Taking a nap after lunch may be good for your heart. This splendid news arrived in the form of a study published Monday in The Archives of Internal Medicine.

In a study of more than 23,000 Greek men and women ages 20 to 86, researchers found that napping at least three times a week for a half-hour was associated with a significantly decreased risk of death from heart disease. After controlling for factors like smoking, body mass index, physical activity and diet, the researchers found that people who regularly took a siesta had a 37 percent lower coronary death rate than those who never napped. The effect was even greater in working men.

Dr. Dimitrios Trichopoulos, the senior author of the study and a professor of cancer prevention at the Harvard School of Public Health, acknowledged that the study included only a small number of people who had died of coronary artery disease, and that the results when women were analyzed separately, while suggestive of some effect, were not conclusive.

Still, he said, for him a siesta is an absolute requirement.

“If you can, you should take a daily nap,” he said. “I’m Greek. I came to this country in 1989, and I served as chairman of a department at Harvard for seven years. But I always stopped and took a nap every day. If you’re really committed, you do that. It’s such a pleasant custom. You can start your day all over again at 6 or 7 o’clock.”

The researchers began enrolling people in the study in 1994, and followed them for an average of more than six years. They excluded anyone who reported any previous coronary artery disease, chest pain, stroke or cancer, leaving 9,569 men and 14,112 women in the group they analyzed. During the course of the study, 85 men and 48 women died from coronary artery disease.

Napping fewer than three times a week was also associated with reduced risk, but the effect was not statistically significant. When the researchers restricted the analysis to working men who napped regularly, they found a 50 percent reduction, but there were not enough deaths among working women to draw conclusions about them as a separate group.

The idea that naps might be associated with decreased mortality from heart disease, the authors write, was suggested by the high prevalence of siestas in Mediterranean and certain Central American countries where there are low rates of heart disease. But previous studies have shown that in these countries the healthy diet, high in fiber and monounsaturated fat and low in meat and dairy products, is also a predictor of reduced mortality from heart disease. To control for this, the researchers assigned all the participants a score based on how closely they followed that healthy diet.

According to the researchers, there are two other major problems that can distort results in a study like this. First, people who take midday naps are likely to have lower levels of physical activity, and lack of exercise is a predictor of heart disease. Second, people who have a serious condition like coronary heart disease tend to take more naps during the day than others. So attaining firm and unbiased results requires large prospective studies that accurately measure physical exercise and that exclude people who have serious diseases. This study, Dr. Trichopoulos said, met those requirements.

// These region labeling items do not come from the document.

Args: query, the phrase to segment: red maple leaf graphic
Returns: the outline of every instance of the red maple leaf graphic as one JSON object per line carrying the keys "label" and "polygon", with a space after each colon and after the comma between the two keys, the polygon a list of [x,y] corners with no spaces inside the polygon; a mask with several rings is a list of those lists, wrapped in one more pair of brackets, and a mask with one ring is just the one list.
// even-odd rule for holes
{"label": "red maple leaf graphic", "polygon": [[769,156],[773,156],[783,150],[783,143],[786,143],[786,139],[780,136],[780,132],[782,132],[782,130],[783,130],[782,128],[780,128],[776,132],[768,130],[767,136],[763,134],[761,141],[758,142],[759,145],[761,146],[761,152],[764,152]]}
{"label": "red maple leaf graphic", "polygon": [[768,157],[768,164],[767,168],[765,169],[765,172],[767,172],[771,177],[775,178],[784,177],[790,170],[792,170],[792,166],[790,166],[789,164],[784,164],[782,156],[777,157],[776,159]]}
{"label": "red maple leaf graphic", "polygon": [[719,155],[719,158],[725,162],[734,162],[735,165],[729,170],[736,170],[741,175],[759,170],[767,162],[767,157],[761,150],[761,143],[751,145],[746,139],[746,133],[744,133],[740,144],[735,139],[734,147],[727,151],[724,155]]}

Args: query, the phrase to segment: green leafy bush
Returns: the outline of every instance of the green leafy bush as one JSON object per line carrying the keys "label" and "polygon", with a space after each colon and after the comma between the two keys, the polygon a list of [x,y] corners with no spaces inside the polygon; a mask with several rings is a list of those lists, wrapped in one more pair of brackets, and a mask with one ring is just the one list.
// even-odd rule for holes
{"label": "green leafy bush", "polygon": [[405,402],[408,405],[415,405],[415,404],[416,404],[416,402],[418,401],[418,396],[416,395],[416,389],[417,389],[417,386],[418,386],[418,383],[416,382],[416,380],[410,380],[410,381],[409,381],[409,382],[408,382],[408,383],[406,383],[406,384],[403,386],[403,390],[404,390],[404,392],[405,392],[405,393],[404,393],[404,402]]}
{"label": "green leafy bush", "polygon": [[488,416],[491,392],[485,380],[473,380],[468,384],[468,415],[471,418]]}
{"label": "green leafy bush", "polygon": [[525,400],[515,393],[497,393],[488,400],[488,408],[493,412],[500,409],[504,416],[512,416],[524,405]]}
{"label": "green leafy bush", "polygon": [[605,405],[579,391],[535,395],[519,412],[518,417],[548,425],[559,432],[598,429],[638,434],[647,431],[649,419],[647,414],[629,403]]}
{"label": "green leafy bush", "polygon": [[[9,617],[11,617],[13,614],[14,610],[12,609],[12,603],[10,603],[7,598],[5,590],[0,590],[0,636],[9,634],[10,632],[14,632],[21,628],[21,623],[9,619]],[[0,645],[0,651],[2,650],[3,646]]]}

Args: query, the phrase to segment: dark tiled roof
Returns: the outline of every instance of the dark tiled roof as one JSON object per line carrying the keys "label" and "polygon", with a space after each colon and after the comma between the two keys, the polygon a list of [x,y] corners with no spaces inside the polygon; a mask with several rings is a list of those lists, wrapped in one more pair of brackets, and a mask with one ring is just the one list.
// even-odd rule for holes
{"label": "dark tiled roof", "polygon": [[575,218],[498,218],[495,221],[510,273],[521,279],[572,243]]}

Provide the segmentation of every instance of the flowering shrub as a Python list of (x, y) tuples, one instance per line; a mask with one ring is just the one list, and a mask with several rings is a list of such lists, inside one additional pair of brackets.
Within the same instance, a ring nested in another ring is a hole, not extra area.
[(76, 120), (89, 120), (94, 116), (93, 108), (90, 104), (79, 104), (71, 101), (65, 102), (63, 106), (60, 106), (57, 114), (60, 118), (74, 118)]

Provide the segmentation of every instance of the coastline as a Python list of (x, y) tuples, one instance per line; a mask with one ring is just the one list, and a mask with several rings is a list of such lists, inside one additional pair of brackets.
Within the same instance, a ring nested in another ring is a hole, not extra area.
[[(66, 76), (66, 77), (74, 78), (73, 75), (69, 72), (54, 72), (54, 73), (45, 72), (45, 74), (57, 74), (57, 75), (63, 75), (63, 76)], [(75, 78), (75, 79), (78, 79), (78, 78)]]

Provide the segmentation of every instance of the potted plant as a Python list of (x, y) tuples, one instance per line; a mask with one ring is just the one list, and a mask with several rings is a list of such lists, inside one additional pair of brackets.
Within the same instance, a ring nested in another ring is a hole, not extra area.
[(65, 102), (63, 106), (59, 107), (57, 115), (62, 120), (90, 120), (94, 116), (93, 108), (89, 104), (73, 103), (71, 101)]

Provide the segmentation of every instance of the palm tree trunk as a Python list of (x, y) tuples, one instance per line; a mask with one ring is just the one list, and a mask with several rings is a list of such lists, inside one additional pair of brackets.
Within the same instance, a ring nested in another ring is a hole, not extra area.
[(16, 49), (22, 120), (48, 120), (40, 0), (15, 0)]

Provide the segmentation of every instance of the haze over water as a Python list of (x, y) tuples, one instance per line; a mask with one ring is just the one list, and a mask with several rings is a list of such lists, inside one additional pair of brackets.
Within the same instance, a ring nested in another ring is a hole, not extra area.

Still, while he did not recommend a nap as a substitute for other healthy behavior, Dr. Trichopoulos said that the observed effect was quite large.

Dr. Henry S. Cabin, a professor of medicine at Yale and director of the Yale-New Haven Hospital Heart Center, expressed a degree of skepticism.

“This study seems to be reasonably well done,” he said, “but maybe that ability to take a nap is a marker of a different kind of lifestyle that itself reduces risk. Maybe leading a more leisurely life is the message, rather than running home to take a nap.”

Dr. Trichopoulos said the study suggested “an effect of the same order of magnitude as taking an aspirin or exercising every day.”

“We want to have these findings confirmed, but if it turns out to be right, this is very significant,” he said. “Napping is much more pleasant than taking an aspirin, and — this is between you and me — much more pleasant than exercising.”